The Bombay High Court on Friday set aside the order of sanction dated February 4, 2016, passed by Maharashtra Governor C Vidyasagar Rao under Section 197 of the CrPC for prosecution of former Chief Minister Ashok Chavan in the Adarsh scam case under Sections 120 B and 420 of the IPC.
A bench of Justice Ranjit more and Justice SS Jadhav was hearing a petition filed by former CM Ashok Chavan challenging the sanction order and held that Governor C Vidyasgar Rao had no jurisdiction to review the earlier order by his predecessor K Sankarnarayanan, who had refused sanction sought by the Central Bureau of Investigation.
Senior advocate and noted criminal lawyer Amit Desai argued the case on behalf of former Chief Minister, who was the petitioner in this case, and Additional Solicitor General Anil Singh appeared for the CBI.
JA Patil Commission Report on Chavan
The report indicts Chavan as Revenue Minister and former Chief Minister Vilasrao Deshmukh for obliging the Adarsh Co-operative Housing Society by reducing the proposed width of Capt Prakash Pethe Marg, thereby making enough room for a plot in the Cuffe Parade area.

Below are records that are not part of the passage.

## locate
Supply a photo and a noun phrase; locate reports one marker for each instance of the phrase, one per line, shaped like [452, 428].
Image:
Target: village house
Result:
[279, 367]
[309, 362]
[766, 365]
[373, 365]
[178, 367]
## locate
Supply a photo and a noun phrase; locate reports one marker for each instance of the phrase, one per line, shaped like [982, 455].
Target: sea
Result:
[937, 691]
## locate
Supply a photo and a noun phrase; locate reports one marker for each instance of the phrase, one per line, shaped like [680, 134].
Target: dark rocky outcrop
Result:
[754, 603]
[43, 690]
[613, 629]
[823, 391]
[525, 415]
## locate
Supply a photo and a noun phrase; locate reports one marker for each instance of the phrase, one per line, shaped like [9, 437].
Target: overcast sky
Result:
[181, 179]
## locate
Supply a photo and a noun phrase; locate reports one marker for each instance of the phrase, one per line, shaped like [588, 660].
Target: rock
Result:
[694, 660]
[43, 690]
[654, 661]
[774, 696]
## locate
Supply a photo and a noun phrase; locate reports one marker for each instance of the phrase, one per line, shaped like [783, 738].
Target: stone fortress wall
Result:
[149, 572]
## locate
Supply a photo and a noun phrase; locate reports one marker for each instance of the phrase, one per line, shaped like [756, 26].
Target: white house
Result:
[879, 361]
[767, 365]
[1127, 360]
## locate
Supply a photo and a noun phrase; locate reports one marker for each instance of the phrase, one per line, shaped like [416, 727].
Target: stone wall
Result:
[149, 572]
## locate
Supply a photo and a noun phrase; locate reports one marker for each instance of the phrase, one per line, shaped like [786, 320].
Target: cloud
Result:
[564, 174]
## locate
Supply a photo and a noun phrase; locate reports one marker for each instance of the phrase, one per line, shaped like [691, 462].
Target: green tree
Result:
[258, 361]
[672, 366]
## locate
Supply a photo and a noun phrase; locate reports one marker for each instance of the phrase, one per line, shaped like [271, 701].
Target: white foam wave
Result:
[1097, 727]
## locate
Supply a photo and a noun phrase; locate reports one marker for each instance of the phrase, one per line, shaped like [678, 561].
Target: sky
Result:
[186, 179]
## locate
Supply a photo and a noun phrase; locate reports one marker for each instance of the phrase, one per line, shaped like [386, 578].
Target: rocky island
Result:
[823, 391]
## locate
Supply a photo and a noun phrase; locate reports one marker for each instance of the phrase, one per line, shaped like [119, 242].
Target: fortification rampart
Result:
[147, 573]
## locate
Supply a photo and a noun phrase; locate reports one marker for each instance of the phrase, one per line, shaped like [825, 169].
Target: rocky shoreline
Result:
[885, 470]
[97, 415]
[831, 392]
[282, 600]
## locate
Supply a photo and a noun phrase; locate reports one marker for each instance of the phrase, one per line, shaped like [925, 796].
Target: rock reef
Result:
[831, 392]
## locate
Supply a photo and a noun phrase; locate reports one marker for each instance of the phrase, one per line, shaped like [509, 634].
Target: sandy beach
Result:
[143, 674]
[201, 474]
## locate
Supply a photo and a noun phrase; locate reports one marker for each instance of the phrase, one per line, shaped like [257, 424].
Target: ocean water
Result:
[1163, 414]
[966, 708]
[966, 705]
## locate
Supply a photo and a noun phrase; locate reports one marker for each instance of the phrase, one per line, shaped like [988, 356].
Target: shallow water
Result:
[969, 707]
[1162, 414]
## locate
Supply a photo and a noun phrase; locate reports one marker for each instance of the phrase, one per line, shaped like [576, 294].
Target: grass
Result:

The report also questions Chavan’s approval of non-deduction of 15 per cent recreational ground area while calculating floor space index and also links that to allotment of flats in Adarsh CHS to Chavan’s relatives.
No fresh material against Chavan
Desai argued that review jurisdiction should be exercised with extreme caution and only if clinching new ‘evidence’ or fresh primary ‘material’ indicating commission of the offence which can be admissible as evidence had been discovered by the investigating agency, the earlier order refusing sanction could be reviewed.
Although, current Governor Rao relied upon Justice JA Patil Commission’s report as fresh material in order to review the earlier order passed by ex-Governor Sankarnarayanan, Desai argued that the said report had no evidentiary value and hence was neither ‘evidence’ nor ‘material’.
After referring various Supreme Court judgments on the issue, the court concurred with Desai’s submission and noted:“The Commission's Report under the Commissions of Inquiry Act, 1952 has no evidentiary value at the trial before the civil or criminal Courts. It is only recommendatory in nature. It is opinion of commission based on the statements of witnesses and other material. The above decisions also show that investigating agency may with advantage use the report of the commission, at the same time the report does not preclude the investigating agency from forming a different opinion under section 169/170 of the Code of Criminal Procedure, 1973.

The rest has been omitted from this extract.